7485,tomatillos dehusked raw,,,,,1.6,
7486,cabbage napa leaf destemmed raw,,,,,0.7,
7487,leeks bulb and greens root removed raw,,,,,3.0,
7488,green onion scallion bulb and greens root remo...,,,,,3.0,


At this point, something ive noticed is that a lot of nutrition info is missing and the likely reason for this is because i choose the last item if items had the same name and instead I need a better aproach in order to select the version that has the most nutrition info and that has info for most of my nutritional info.  

My idea for an apporach is to first create an array of duplicated items based on identified names.
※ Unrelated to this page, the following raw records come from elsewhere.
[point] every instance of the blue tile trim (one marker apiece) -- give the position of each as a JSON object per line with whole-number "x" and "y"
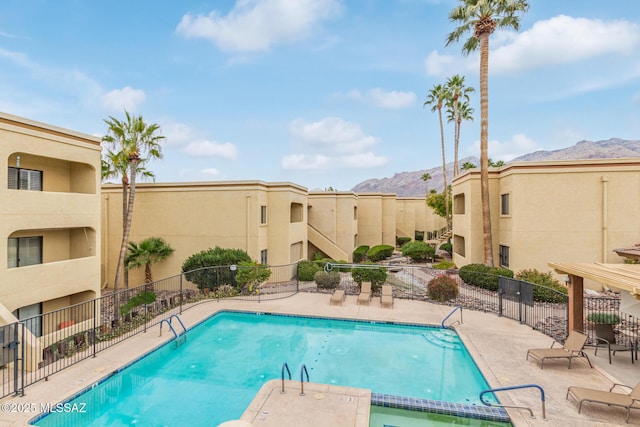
{"x": 490, "y": 413}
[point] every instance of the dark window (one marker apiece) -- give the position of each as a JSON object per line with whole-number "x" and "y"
{"x": 23, "y": 251}
{"x": 504, "y": 256}
{"x": 504, "y": 204}
{"x": 25, "y": 179}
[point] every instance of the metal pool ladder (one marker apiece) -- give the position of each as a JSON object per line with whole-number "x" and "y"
{"x": 515, "y": 407}
{"x": 168, "y": 321}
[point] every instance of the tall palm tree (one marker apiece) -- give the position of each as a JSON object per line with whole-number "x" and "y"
{"x": 437, "y": 98}
{"x": 482, "y": 17}
{"x": 458, "y": 93}
{"x": 425, "y": 177}
{"x": 146, "y": 253}
{"x": 129, "y": 145}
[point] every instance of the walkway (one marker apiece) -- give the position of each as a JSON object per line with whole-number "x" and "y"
{"x": 498, "y": 345}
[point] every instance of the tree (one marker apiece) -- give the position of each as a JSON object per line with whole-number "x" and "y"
{"x": 482, "y": 17}
{"x": 146, "y": 253}
{"x": 458, "y": 93}
{"x": 130, "y": 144}
{"x": 425, "y": 177}
{"x": 437, "y": 97}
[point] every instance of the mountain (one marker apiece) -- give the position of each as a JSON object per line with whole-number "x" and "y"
{"x": 410, "y": 184}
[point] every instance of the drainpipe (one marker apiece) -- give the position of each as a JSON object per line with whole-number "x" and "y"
{"x": 605, "y": 215}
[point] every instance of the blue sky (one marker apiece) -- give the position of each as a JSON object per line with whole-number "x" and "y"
{"x": 317, "y": 92}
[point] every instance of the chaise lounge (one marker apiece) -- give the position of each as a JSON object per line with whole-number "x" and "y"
{"x": 572, "y": 348}
{"x": 628, "y": 401}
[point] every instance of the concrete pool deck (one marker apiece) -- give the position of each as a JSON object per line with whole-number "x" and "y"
{"x": 498, "y": 345}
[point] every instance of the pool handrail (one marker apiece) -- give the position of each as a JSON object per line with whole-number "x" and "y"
{"x": 459, "y": 307}
{"x": 492, "y": 390}
{"x": 303, "y": 369}
{"x": 284, "y": 366}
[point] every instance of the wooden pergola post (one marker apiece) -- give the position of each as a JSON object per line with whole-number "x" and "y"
{"x": 576, "y": 303}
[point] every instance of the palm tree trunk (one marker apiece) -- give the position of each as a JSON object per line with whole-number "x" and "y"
{"x": 484, "y": 143}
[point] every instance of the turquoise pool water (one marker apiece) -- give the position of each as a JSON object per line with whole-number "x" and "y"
{"x": 214, "y": 375}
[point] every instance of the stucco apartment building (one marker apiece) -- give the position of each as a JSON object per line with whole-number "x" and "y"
{"x": 555, "y": 211}
{"x": 50, "y": 214}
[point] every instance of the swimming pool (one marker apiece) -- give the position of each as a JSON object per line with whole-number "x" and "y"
{"x": 215, "y": 374}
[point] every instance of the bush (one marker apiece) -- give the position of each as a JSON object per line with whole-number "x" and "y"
{"x": 443, "y": 288}
{"x": 199, "y": 267}
{"x": 448, "y": 247}
{"x": 380, "y": 252}
{"x": 482, "y": 276}
{"x": 400, "y": 241}
{"x": 306, "y": 270}
{"x": 444, "y": 265}
{"x": 360, "y": 253}
{"x": 418, "y": 251}
{"x": 376, "y": 275}
{"x": 548, "y": 289}
{"x": 327, "y": 280}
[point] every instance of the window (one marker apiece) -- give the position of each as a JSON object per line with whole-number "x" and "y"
{"x": 504, "y": 256}
{"x": 504, "y": 204}
{"x": 25, "y": 179}
{"x": 263, "y": 214}
{"x": 23, "y": 251}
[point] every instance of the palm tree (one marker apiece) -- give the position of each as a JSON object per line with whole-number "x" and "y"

Then from that list I will search thru and compare each entrie's food_nutrition_id and see how many of the desired nutritional info it has and give it a number based on that. If that number is higher than the previous entry ill keep that in my final entries array. Once I get all the nutritional info I need or I run out of entrues, I will keep that entry in my final entries array. My final entries array will keep one row signified by its fdc_id from all the duplicated arrays. then finally I will update my food_df_clean to first delete all duplicated rows, keeping none, then adding the rows from my final entries array. This way I will have as much info as possible. Then I will add this new df back to my database and run my query again, hopefully having full rows of health info-data.